Concerned citizens, contact your legislators and tell them to protect this one-of-a-kind wilderness treasure. Future generations deserve the opportunity to experience such grandeur.
Listen and learn
WATERLOO — Yesterday my fortune cookie contained a phrase to the effect of “Ignorance is the greatest mistake one can make.” It is with that theme I need to write this response. The tone of Dennis Clayson’s May 27 column makes me believe he is envious of the attention and validation going toward women and other groups today. Many of these groups and issues have been ignored/abused for a long time. Maybe they deserve the limelight right now.

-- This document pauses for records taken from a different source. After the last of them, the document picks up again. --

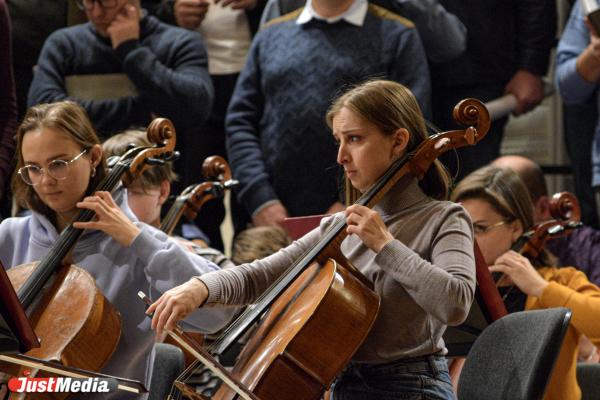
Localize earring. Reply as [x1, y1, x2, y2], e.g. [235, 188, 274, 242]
[91, 167, 96, 178]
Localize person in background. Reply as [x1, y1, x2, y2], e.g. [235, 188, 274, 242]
[556, 0, 600, 232]
[231, 225, 292, 265]
[492, 155, 600, 286]
[431, 0, 556, 180]
[150, 0, 266, 246]
[452, 165, 600, 400]
[27, 0, 219, 248]
[259, 0, 466, 64]
[225, 0, 431, 233]
[149, 80, 475, 400]
[0, 0, 17, 220]
[102, 129, 235, 269]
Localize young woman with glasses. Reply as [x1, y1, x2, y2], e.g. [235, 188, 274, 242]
[0, 100, 235, 398]
[451, 165, 600, 400]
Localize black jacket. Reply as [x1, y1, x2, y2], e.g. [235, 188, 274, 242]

It is not to say white males aren’t important. It is to say a lot of this attention is very, very long overdue. It is also to say there are seasons in life for all of us frankly, to shut up, listen and learn. Learn about the lives of those around you, alike and unalike. Hear their battles, hear their hopes. Listen, and expand your awareness.
Discover how you can understand or relate. And if you can’t do that, don’t belittle their experiences as you type away with privilege, blindness and arrogance. In the end, let’s practice empathy and understanding, not ignorance.
DENVER — The #Metoo movement has done much good exposing violent and illegal behavior on the part of many men. Unfortunately, as the movement has matured, some excesses have become obvious, with people calling out ever more trivial behaviors.
Last week, Nate Boulton was accused, tried, convicted and stripped of his career in the press in one 24-hour news cycle, based on an allegation of arguably gross behavior at a student party 16 years ago, when he was 22.
Everyone immediately condemned him, absent evidence, due process, consideration of time passed or the even nature of the offense. Some common sense seems desperately needed here, because if we continue to tar everyone with the same brush, the movement itself is going to lose credibility.
But in this case, one also has to ask who would now run for office with the ever-present specter of someone jumping out of the shadows to yell “sexual harassment” over some long-forgotten incident.
The timing of this accusation, as Boulton was rising in the polls, is doubly suspect. As a result this feels far more like a dishonest use of the #Metoo movement for political assassination than a “me too” moment at all.